Macron gets a small taste of what Israeli occupation feels like

One hopes the French president's run-in with Israeli security will help him to realise the plight of the Palestinians.

French President Emmanuel Macron at the entrance of St. Anne's Church reprimanding Israeli security officers for contravening security protocols on what is considered French property.
AFP

French President Emmanuel Macron at the entrance of St. Anne's Church reprimanding Israeli security officers for contravening security protocols on what is considered French property.

This past Thursday in an occupied Jerusalem, world leaders gathered along with the president and prime minister of Israel to commemorate the 75th anniversary of the destruction of the Auschwitz camp.

It was problematic enough to hold a commemoration for the massacre of European Jews that took place in Europe, inside the Middle East. On top of it, this meeting was held in Jerusalem, rather than Tel Aviv, to no opposition.

That this took place in Israel rather than Poland, where the camp was and then later liberated, speaks to the notion many politicians are seeking to indoctrinate into the masses: anti-Semitism is equitable to anti-Zionism, and the centre for the Jews of the world is now in Israel.

The French recently passed a law outlawing anti-Zionism by equating it to anti-Semitism.

Ergo, all Jews are Israeli, and all Israelis are Jews – there should be no need to explain the flaws in this logic.

It is problematic for Israel to associate all Jews to an ethnonational, and wholly religious, state. As world leaders discuss the global rise in anti-Semitism, it begs the question, might this association be one of the causes?

The insistence on linking the global Jewish community to a state that has been condemned numerous times by the international community for its harsh policies on Palestinians puts many Jews in a precarious position. They now make critics of Israel by default critics of Jews, and quite plainly on-the-ground this is not the case without their encouragement.

The critical Polish stance on the commemoration supports my argument. The government chose to refuse the invitation to Israel and instead held a commemoration at the site of Auschwitz. This was in protest to Russian efforts to maximise the positive actions of the former Soviet Union, instead centring on an under-the-table pact with Germany, akin to Skyes-Picot, carving out Eastern Europe and distributing power amongst themselves.

Despite this, Russia, France, the US, Italy, Canada, and several other nations were present at the meeting, many with high-level representatives if not their top leaders.

This works quite well with the current Israeli push to rename their capital and ultimately occupy the rest of Palestine. There is an essential significance to Jerusalem – not only politically, but across religious lines as well. And now apparently it is not only Palestinian territory that Israel is occupying, but French territory on occupied-Palestinian land.

A situation as confusing as the status of the territory is the territory itself.
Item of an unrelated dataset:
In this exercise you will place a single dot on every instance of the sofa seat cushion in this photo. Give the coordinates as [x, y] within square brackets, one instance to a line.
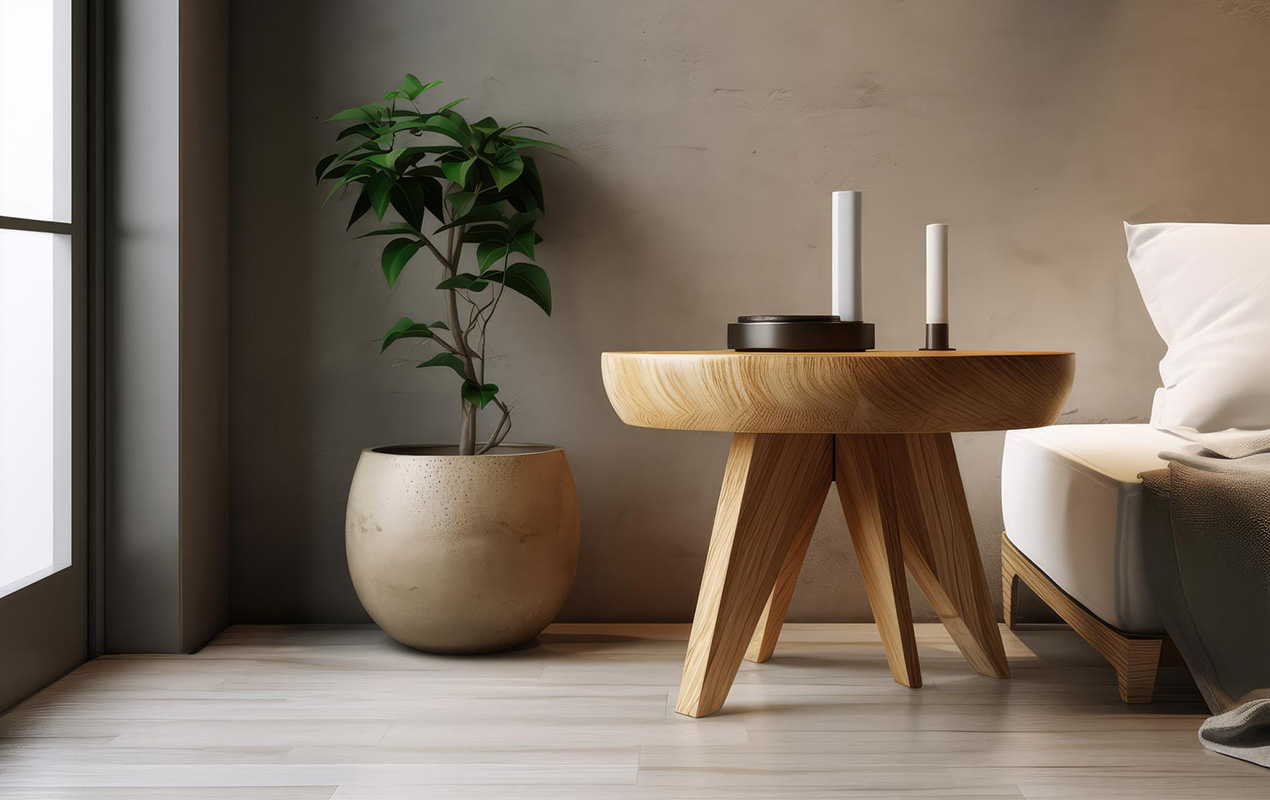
[1072, 503]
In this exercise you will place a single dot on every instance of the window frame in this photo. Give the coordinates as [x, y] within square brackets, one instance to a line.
[45, 624]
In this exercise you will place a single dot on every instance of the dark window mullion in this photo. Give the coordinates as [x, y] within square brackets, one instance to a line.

Located in the Muslim Quarter of Jerusalem is the St. Anne Church. A short history includes the birth of the Virgin Mary in an underground cave, French crusaders, Salahuddin Ayubi, and many other historical milestones. Ultimately, the Ottoman Sultan Abdulmecid I gifted it to Napoleon III for French assistance in the Crimean War, and it has since has been considered French territory.

Now move forward to present day and French President Emmanuel Macron, it seems, experienced a small sense of what occupation under Israel might feel like.

After an Israeli-sponsored tour of the Old Quarter, the French president sought to visit this historic and vital site but shortly before entering became enraged at the conduct of an Israeli officer. He reprimands the officers in front of him and re-states that this is a French territory, instigating that they have little right to be there. This incident is not unlike one of his predecessors, Jacques Chirac in 1996, who refused to enter the church until the armed officers removed themselves. 

Be this a political ploy or a publicity stunt; ultimately, a world leader was treated like an ordinary tourist. The Israeli security apparatus clearly does not discriminate in its harassment of residents and tourists in Jerusalem.  

Needless to say, the politics surrounding the event overshadowed an important commemoration, specific to the Jewish community. As a strong advocate of Jews and Israel, it is undoubtedly quite humiliating. This de-humanisation happens regularly and with much greater severity than this mild fracas.

One need not even speculate on the mistreatment of the Palestinian population if this is what happens to a world leader. Unwarranted arrests, administrative dentition, land-grabbing, demolitions of homes and schools, unethical and likely illegal policies of revoking residency permit and ID cards, imprisonment of minors, destruction of farms, and sadly, the list continues and evolves every day.

It not easy to explain the constant duress of occupation, but this widely publicised video of the French leader may provoke some thought, even if only momentarily.

Upon his return to his country, we can only hope that President Macron may empathise enough to influence policy change in a chronically aggrieved place and reconsider his blind support for the settler-colonial project the Israeli state is currently imposing on Palestinians.